Intel reportedly has reached a settlement with the Federal Trade Commission, which in December sued the giant chip maker over business practices regulators said unfairly stifled competition.
According to a July 19 report by Reuters that quoted an unnamed source close to the FTC, the proposed settlement would not include a monetary fine of Intel, but would force the company to extend changes in marketing behavior outlined in a previous settlement with rival Advanced Micro Devices to the graphics chip space.
In addition, the deal would put limitations on how Intel uses volume discounts for both computing and graphics chips.
The proposed settlement comes a month after the two sides agreed to suspend legal proceedings to give lawyers for Intel and the FTC room to negotiate a settlement. The deadline was set for July 22. Now that a proposed one is in place, the full commission must vote to accept the deal. If that happens, it will then go out for public comment.
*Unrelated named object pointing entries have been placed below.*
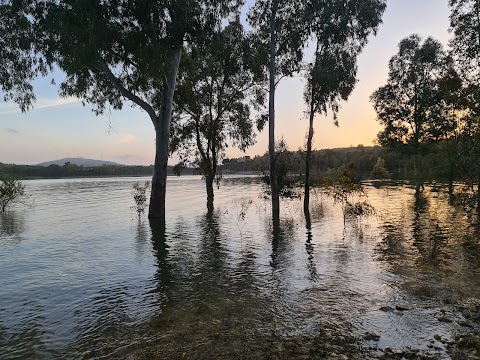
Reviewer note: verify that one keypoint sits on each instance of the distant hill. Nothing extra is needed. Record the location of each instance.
(78, 162)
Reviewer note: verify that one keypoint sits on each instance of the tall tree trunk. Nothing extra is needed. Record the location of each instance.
(478, 198)
(271, 118)
(162, 132)
(209, 178)
(306, 199)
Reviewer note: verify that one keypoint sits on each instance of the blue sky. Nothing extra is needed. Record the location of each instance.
(58, 128)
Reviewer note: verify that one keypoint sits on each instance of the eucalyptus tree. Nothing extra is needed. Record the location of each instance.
(287, 26)
(218, 86)
(114, 52)
(411, 105)
(465, 44)
(341, 30)
(280, 27)
(18, 62)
The FTC was only the latest regulatory agency to take a run at Intel for allegedly abusing its dominant position in the x86 chip market to unfairly shut out competitive products from AMD.
South Korean and Japanese regulators fined Intel several years ago for alleged monopolistic behavior, and the European Commission fined Intel $1.45 billion last year for similar reasons.
Later in the year, both the FTC and the New York State Attorney General's Office sued Intel, claiming that the company's antitrust behavior was unfairly keeping competition out of the market.
Intel allegedly used coerced OEMs, including Dell, Hewlett-Packard, IBM and others, to limit their use of AMD products. In addition, the FTC also said Intel was using the same practices in the burgeoning GPU market to hinder competition from Nvidia, and that Intel had altered some of its technologies so that they hurt the performance of products from AMD.
Intel also is being sued by Nvidia, and late last year settled its legal issues with AMD in a deal that includes a $1.25 billion payout to AMD and a promise to not engage in anti-competitive behaviors.
Intel executives have denied that they engaged in such business practices, saying that while they have been aggressive in the market, they also have been fair.